The Ministry of Industry and Trade is drafting the textile-garment industry development planning to 2020, with vision towards 2030 for submission to the prime minister for approval.
This plan will see landmark changes compared to the previous plan approved by the government via Decision 36/2008/QD-TTg in 2008.
In the new planning, the sector envisages an export value of $31-$32 billion by 2020, which will double to $60-$65 billion by 2030 and hiking localisation rate to 60 and 80 per cent, respectively.
Under current planning, by 2015 the sector is set to report $18 billion in total export value and to $25 billion by 2020, and respective localisation rates were set at 60 and 70 per cent.
Deputy Minister of Industry and Trade Ho Thi Kim Thoa said the draft planning was built factoring in comments relevant to current planning and encompassing amendments amid the current development context.
In fact, its largest challenge is that most of production materials, machinery, equipment, chemicals and dyeing substances are imported.
Also, forecasts fail to keep pace with actual market situations and the capacity for product design and development remains below par.
Deputy head of Vietnam Textile Research Institute Dr. Nguyen Sy Phuong said current localisation rate had proven lagging far behind the demand for export production and was the sector’s core weakness.

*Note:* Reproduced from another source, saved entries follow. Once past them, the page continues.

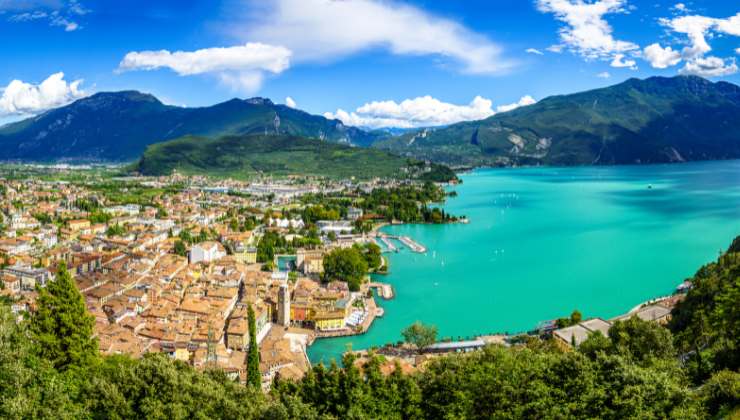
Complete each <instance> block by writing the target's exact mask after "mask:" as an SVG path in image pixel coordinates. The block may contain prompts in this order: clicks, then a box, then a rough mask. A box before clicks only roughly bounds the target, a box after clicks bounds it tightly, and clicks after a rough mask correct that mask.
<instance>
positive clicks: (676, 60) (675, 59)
mask: <svg viewBox="0 0 740 420" xmlns="http://www.w3.org/2000/svg"><path fill="white" fill-rule="evenodd" d="M643 53H644V57H645V60H647V61H648V62H649V63H650V65H651V66H653V68H656V69H665V68H668V67H671V66H675V65H676V64H678V63H679V62H680V61H681V53H680V52H678V51H674V50H673V49H672V48H671V47H666V48H663V47H661V46H660V44H659V43H657V42H656V43H655V44H650V45H648V46H647V47H645V50H644V51H643Z"/></svg>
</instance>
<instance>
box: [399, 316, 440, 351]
mask: <svg viewBox="0 0 740 420" xmlns="http://www.w3.org/2000/svg"><path fill="white" fill-rule="evenodd" d="M401 335H402V336H403V339H404V340H405V341H406V342H407V343H409V344H412V345H414V346H415V347H416V348H417V350H419V351H422V350H424V349H426V348H427V347H429V346H431V345H432V344H434V343H435V342H436V341H437V327H436V326H434V325H424V324H422V323H421V322H420V321H416V322H414V323H413V324H411V325H410V326H408V327H407V328H406V329H404V330H403V331H401Z"/></svg>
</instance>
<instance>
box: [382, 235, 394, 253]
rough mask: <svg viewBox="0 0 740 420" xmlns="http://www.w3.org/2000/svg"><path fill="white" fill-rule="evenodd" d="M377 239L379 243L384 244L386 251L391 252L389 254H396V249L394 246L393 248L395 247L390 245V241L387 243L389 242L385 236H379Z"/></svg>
mask: <svg viewBox="0 0 740 420" xmlns="http://www.w3.org/2000/svg"><path fill="white" fill-rule="evenodd" d="M379 238H380V240H381V241H383V243H384V244H385V247H386V249H387V250H388V251H391V252H398V248H396V246H395V245H393V243H392V242H391V241H389V240H388V237H387V236H385V235H380V236H379Z"/></svg>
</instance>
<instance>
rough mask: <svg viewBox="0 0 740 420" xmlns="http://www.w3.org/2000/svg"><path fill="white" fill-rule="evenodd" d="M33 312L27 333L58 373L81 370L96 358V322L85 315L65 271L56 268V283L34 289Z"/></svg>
mask: <svg viewBox="0 0 740 420" xmlns="http://www.w3.org/2000/svg"><path fill="white" fill-rule="evenodd" d="M37 291H38V299H37V300H36V311H35V312H34V313H33V315H32V316H31V318H30V324H29V332H30V334H31V337H32V340H33V341H34V343H35V346H36V350H37V351H38V353H39V355H40V356H41V357H43V358H44V359H47V360H49V361H50V362H51V363H52V365H53V366H54V367H55V368H56V369H59V370H65V369H67V368H68V367H71V366H81V365H84V364H85V363H88V362H89V361H90V360H91V359H94V358H95V357H97V355H98V343H97V339H94V338H93V326H94V325H95V318H94V317H93V316H92V315H90V314H89V313H88V312H87V308H86V307H85V301H84V299H83V297H82V294H80V292H79V290H77V286H76V285H75V284H74V281H73V280H72V276H71V275H70V274H69V272H68V271H67V267H66V266H65V265H64V263H62V264H61V265H60V266H59V270H58V272H57V276H56V279H54V280H52V281H50V282H48V283H47V285H46V287H37Z"/></svg>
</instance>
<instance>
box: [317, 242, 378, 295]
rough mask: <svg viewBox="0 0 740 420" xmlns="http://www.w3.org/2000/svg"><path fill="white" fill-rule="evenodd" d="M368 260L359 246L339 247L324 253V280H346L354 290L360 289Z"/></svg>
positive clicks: (365, 271)
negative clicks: (366, 259) (364, 256)
mask: <svg viewBox="0 0 740 420" xmlns="http://www.w3.org/2000/svg"><path fill="white" fill-rule="evenodd" d="M366 273H367V261H365V258H364V257H363V255H362V253H361V252H360V251H358V250H357V248H338V249H335V250H333V251H331V252H330V253H328V254H326V255H324V280H325V281H327V282H329V281H335V280H339V281H345V282H347V285H348V286H349V289H350V290H352V291H358V290H360V285H361V284H362V280H363V279H364V278H365V274H366Z"/></svg>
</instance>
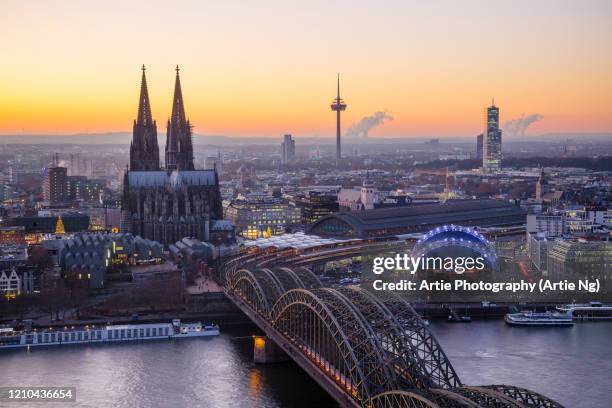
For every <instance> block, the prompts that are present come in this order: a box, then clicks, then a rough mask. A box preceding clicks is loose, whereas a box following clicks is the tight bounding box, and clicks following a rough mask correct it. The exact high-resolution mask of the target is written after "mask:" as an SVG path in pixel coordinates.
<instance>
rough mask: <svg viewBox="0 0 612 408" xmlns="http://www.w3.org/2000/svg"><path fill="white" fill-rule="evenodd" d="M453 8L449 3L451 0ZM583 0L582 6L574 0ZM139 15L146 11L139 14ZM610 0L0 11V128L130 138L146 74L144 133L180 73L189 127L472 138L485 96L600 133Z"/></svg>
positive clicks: (374, 136) (513, 1) (270, 134)
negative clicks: (366, 120)
mask: <svg viewBox="0 0 612 408" xmlns="http://www.w3.org/2000/svg"><path fill="white" fill-rule="evenodd" d="M460 3H461V4H460ZM585 4H588V6H587V5H585ZM142 10H147V11H146V13H144V15H143V12H142ZM609 21H612V2H606V1H597V0H593V1H589V2H582V3H581V2H579V1H556V0H552V1H549V0H543V1H539V2H529V1H524V0H519V1H508V2H504V3H499V4H496V5H495V7H494V8H492V7H491V6H490V3H488V2H486V1H476V0H474V1H469V2H453V1H443V2H436V4H424V2H417V1H414V2H406V1H388V2H384V3H381V4H380V5H378V6H377V5H374V4H371V3H370V2H367V3H366V2H354V1H353V2H348V1H337V2H323V1H313V2H309V3H308V4H305V5H301V6H298V5H294V4H286V2H281V1H263V2H262V3H260V4H259V3H258V6H257V7H255V6H254V5H249V3H241V2H231V1H230V2H225V3H224V4H219V3H218V2H196V1H193V2H185V3H180V4H179V5H174V6H173V5H171V4H169V3H167V2H157V1H154V2H130V3H129V4H127V5H126V4H123V3H121V2H105V3H104V6H103V5H101V4H92V3H89V2H68V1H64V2H61V1H57V2H43V1H40V2H35V1H32V2H27V3H23V4H21V3H19V2H16V1H15V2H5V4H4V5H3V6H2V13H1V14H0V34H2V38H5V39H6V38H9V39H10V40H9V41H3V42H2V43H0V52H1V53H2V55H3V56H6V58H3V63H2V64H1V65H0V89H2V90H3V92H2V98H0V134H17V135H18V134H39V133H49V134H71V133H99V132H114V131H128V132H129V131H131V125H132V121H133V119H134V118H135V116H136V109H137V102H138V92H139V89H140V74H141V72H140V66H141V65H142V64H143V63H144V64H146V66H147V80H148V86H149V93H150V98H151V105H152V110H153V116H154V119H156V120H157V124H158V125H157V127H158V132H160V133H164V132H165V127H166V120H167V118H168V116H169V114H170V109H171V100H172V92H173V85H174V66H175V65H176V64H179V65H180V66H181V82H182V85H183V95H184V99H185V105H186V110H187V115H188V116H189V117H190V119H191V122H192V123H193V125H194V127H195V128H194V131H195V133H197V134H207V135H226V136H271V137H273V136H280V135H282V134H284V133H292V134H294V135H296V136H321V137H323V136H330V137H331V136H332V135H333V134H334V132H335V117H334V114H333V113H332V112H331V111H330V108H329V103H330V102H331V99H332V98H333V97H334V94H335V79H336V78H335V77H336V72H337V71H340V72H341V78H342V96H343V98H344V99H345V101H346V102H347V104H348V109H347V111H346V112H345V115H344V117H343V122H344V123H343V128H344V129H346V127H347V126H348V125H350V124H351V123H353V122H355V121H358V120H359V119H360V118H361V117H363V116H366V115H371V114H372V113H373V112H375V111H380V110H387V111H389V113H391V114H392V115H393V116H394V118H395V119H394V120H393V121H390V122H387V123H385V124H384V125H383V126H380V127H379V128H377V129H375V130H374V131H373V132H372V133H371V134H370V136H372V137H376V136H384V137H419V136H425V137H427V136H435V137H446V136H448V137H450V136H471V135H474V134H477V133H480V132H481V131H482V127H483V124H484V108H485V107H486V106H487V105H488V104H490V101H491V98H493V97H494V98H495V102H496V105H498V106H500V116H501V122H502V123H503V122H505V121H507V120H510V119H514V118H517V117H520V116H521V115H522V114H526V115H529V114H532V113H539V114H542V115H543V116H544V119H543V120H541V121H539V122H537V123H535V124H533V125H532V127H530V128H529V133H530V134H540V133H548V132H585V133H586V132H609V131H612V104H611V103H610V100H609V99H610V95H612V81H611V80H610V72H612V28H611V25H610V24H609Z"/></svg>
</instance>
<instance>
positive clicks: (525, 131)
mask: <svg viewBox="0 0 612 408" xmlns="http://www.w3.org/2000/svg"><path fill="white" fill-rule="evenodd" d="M543 118H544V116H542V115H540V114H539V113H534V114H532V115H529V116H525V115H522V116H521V117H520V118H518V119H512V120H509V121H507V122H505V123H504V125H503V129H504V133H506V134H507V135H508V136H511V137H524V136H525V132H526V131H527V128H528V127H529V126H530V125H531V124H532V123H535V122H537V121H539V120H542V119H543Z"/></svg>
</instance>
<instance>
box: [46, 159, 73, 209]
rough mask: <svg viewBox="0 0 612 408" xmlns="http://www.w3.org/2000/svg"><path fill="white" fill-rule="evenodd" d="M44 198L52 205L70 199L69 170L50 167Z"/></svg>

For instance, locally-made cotton could only meet 3-4 per cent of actual demands.
Last year, Vietnam reaped $17 billion from textile garment export but the sector’s total import value came to $11.3 billion.
After five years implementing the development planning to 2015, with vision towards 2020, though the export growth has even surpassed projected levels, actual localisation rate was far behind the set target.
Thereby, reviewing current planning, from there drawing a new comprehensive one has been urgent.
Phuong said apart from setting suitable growth targets, it would be more important to work out measures to make these targets come true.
Accordingly, to tackle the sector’s major shortcomings as heavy reliance on import and low localisation rate there must be policies and mechanisms to encourage firms to open shop and spur investment into specific textile-garment complexes to maximise usage efficiency.
Besides, as textile-garment is a labour intensive industry stable and quality human resources are a key factor to each firm and the whole sector growth perspective.
“Through placing factories in rural and remote areas together with stronger investments, textile and garment firms would find it easier to meet manpower needs,” Thoa underscored.